Euro STOXX 50
0.3400
Tun Regierungen genug für den Klimaschutz? Der Europäische Gerichtshof für Menschenrechte (EGMR) will am Dienstag in drei separaten Fällen über die Verantwortung von Staaten angesichts der Erderwärmung entscheiden. Bereits vor der Verkündung versammelten sich dutzende Menschen vor dem Gerichtsgebäude in Straßburg, darunter die schwedische Klimaaktivistin Greta Thunberg.
"Klimagerechtigkeit ist ein Menschenrecht" war auf einem Plakat einer Gruppe älterer Damen aus der Schweiz zu lesen. Der Verein Klimaseniorinnen gehört zu den Klägern, in deren Verfahren nun ein Urteil fallen soll. Die Gruppe von rund 2500 Frauen im Alter von durchschnittlich 73 Jahren beklagt "Versäumnisse der Schweizer Behörden" beim Klimaschutz. Diese würden "ihren Gesundheitszustand ernsthaft beeinträchtigen".
"Ich bin 82 Jahre alt und werde die Auswirkungen der heute getroffenen Entscheidungen nicht mehr erleben", sagte Bruna Molinari, Mitglied der Schweizer Klimaseniorinnen. "Die Politik muss sich ändern, und das wird Zeit brauchen."
Weitere Kläger sind Damien Carême, Ex-Bürgermeister der nordfranzösischen Küstenstadt Grande-Synthe und heute EU–Parlamentarier, sowie in dem dritten Fall sechs junge Portugiesen. Carême wirft in seiner ebenfalls zur Entscheidung anstehenden Klage der französischen Regierung vor, nicht genügend gegen den Klimawandel zu tun, um eine Überflutung seiner Stadt zu verhindern.
Die portugiesischen Jugendlichen sind nach Straßburg gezogen, um nach den verheerenden Waldbränden in ihrem Land im Jahr 2017 nicht nur gegen die eigene Regierung, sondern gleich gegen 31 weitere Staaten - alle EU-Länder sowie Norwegen, die Schweiz, die Türkei, Großbritannien und Russland wegen Versäumnisse beim Klimaschutz zu klagen.
"Diese drei Fälle, die von Menschen im Alter von zwölf bis über 80 Jahren angestrengt wurden, zeigen, dass wir alle von der Klimakrise betroffen sind", sagte die 23-jährige Portugiesin Catarina dos Santos Mota.
Die Klimaschutzklagen wurden von der Großen Kammer, der obersten Instanz des EGMR, vorrangig verhandelt – ein Zeichen für die Bedeutung der Entscheidung.
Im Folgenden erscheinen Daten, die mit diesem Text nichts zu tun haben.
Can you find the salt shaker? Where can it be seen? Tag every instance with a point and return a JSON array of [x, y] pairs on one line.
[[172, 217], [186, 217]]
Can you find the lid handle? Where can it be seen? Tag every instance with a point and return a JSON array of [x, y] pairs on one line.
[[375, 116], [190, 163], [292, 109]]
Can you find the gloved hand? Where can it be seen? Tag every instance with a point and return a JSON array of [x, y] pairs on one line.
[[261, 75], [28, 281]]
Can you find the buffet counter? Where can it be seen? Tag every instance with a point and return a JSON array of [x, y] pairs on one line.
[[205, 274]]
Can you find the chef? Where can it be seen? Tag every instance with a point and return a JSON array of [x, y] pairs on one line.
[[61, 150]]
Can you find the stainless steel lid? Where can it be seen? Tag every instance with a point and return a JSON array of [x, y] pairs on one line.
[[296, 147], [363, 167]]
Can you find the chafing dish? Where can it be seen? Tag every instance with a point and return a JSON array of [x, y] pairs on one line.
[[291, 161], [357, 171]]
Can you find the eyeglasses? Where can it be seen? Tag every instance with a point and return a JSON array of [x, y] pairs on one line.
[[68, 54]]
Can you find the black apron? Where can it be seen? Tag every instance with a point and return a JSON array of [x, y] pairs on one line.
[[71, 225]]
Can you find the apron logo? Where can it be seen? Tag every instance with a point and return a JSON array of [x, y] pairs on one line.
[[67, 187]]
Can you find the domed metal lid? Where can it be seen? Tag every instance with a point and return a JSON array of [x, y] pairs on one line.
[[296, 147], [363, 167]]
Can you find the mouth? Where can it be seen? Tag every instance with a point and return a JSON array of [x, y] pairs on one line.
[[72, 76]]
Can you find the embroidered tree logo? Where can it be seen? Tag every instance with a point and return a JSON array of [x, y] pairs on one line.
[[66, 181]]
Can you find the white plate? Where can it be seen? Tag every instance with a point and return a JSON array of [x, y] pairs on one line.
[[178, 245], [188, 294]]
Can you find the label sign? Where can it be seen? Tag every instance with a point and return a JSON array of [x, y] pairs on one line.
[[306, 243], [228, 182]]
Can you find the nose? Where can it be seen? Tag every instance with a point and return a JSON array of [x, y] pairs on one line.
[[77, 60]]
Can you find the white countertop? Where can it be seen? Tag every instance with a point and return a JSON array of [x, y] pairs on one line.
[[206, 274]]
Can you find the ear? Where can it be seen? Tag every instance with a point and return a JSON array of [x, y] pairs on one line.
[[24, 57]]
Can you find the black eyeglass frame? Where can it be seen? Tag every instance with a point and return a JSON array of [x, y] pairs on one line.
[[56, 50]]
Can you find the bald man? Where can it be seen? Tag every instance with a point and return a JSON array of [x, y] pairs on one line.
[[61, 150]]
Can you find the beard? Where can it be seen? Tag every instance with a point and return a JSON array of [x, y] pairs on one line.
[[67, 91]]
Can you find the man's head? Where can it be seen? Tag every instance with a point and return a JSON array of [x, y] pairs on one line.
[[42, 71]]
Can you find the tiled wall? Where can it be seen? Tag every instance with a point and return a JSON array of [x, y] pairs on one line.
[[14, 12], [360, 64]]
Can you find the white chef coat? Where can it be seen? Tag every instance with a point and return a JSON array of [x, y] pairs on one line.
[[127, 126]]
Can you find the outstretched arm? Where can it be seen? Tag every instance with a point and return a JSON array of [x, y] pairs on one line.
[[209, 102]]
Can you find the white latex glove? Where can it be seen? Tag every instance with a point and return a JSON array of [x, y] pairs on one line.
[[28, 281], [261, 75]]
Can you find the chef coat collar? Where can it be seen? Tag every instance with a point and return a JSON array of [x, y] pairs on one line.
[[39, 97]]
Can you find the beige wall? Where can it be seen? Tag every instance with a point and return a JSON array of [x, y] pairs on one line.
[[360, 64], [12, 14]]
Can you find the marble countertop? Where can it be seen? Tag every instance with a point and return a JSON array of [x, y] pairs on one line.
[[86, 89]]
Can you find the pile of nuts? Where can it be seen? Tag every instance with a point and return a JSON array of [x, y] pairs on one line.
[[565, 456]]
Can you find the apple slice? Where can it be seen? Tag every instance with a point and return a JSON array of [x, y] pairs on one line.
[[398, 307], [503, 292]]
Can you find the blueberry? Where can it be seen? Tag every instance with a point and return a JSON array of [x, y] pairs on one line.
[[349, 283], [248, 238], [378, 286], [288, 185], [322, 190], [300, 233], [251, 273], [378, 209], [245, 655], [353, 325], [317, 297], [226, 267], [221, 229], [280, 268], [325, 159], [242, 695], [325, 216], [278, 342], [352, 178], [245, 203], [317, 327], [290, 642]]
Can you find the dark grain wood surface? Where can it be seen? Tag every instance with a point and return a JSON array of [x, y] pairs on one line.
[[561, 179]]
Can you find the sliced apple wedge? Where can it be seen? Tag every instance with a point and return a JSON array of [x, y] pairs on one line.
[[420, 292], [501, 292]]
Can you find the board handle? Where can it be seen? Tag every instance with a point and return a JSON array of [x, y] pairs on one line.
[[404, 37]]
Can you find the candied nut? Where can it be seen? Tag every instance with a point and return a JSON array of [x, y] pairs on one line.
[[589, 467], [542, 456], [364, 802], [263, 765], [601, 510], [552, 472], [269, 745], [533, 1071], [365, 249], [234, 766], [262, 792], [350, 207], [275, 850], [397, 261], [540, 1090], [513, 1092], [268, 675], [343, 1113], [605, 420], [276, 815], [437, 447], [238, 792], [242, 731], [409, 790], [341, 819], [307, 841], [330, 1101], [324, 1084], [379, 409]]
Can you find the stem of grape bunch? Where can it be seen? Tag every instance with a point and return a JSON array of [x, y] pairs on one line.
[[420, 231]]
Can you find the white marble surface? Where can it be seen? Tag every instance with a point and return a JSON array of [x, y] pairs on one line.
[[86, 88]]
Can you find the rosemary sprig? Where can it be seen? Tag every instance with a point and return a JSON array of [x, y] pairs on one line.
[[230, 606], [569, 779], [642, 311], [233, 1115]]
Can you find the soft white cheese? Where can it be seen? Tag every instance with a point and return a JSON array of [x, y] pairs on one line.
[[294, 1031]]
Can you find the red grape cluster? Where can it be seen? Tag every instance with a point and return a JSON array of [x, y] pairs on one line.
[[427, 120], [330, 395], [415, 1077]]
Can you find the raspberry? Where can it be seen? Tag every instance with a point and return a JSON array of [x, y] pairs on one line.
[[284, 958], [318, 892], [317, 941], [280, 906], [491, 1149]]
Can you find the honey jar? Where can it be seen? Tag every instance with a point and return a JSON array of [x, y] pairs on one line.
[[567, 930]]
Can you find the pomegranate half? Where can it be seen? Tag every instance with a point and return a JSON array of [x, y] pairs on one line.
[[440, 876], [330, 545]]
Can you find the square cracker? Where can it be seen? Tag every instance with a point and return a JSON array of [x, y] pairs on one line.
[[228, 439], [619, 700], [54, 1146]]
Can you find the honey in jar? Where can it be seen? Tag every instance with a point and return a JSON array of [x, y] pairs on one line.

Der EGMR wurde 1959 in Straßburg von den Mitgliedstaaten des Europarats errichtet, um die Einhaltung der Europäischen Menschenrechtskonvention von 1950 sicherzustellen.
Die erwarteten Entscheidungen stellen einen möglichen Wendepunkt dar: Der europäische Menschengerichtshof hat sich zuvor noch nie explizit zur Verantwortung von Staaten für Maßnahmen gegen die Klimakrise geäußert. Durch die Urteile könnten Regierungen zu einer ehrgeizigeren Klimapolitik gezwungen werden.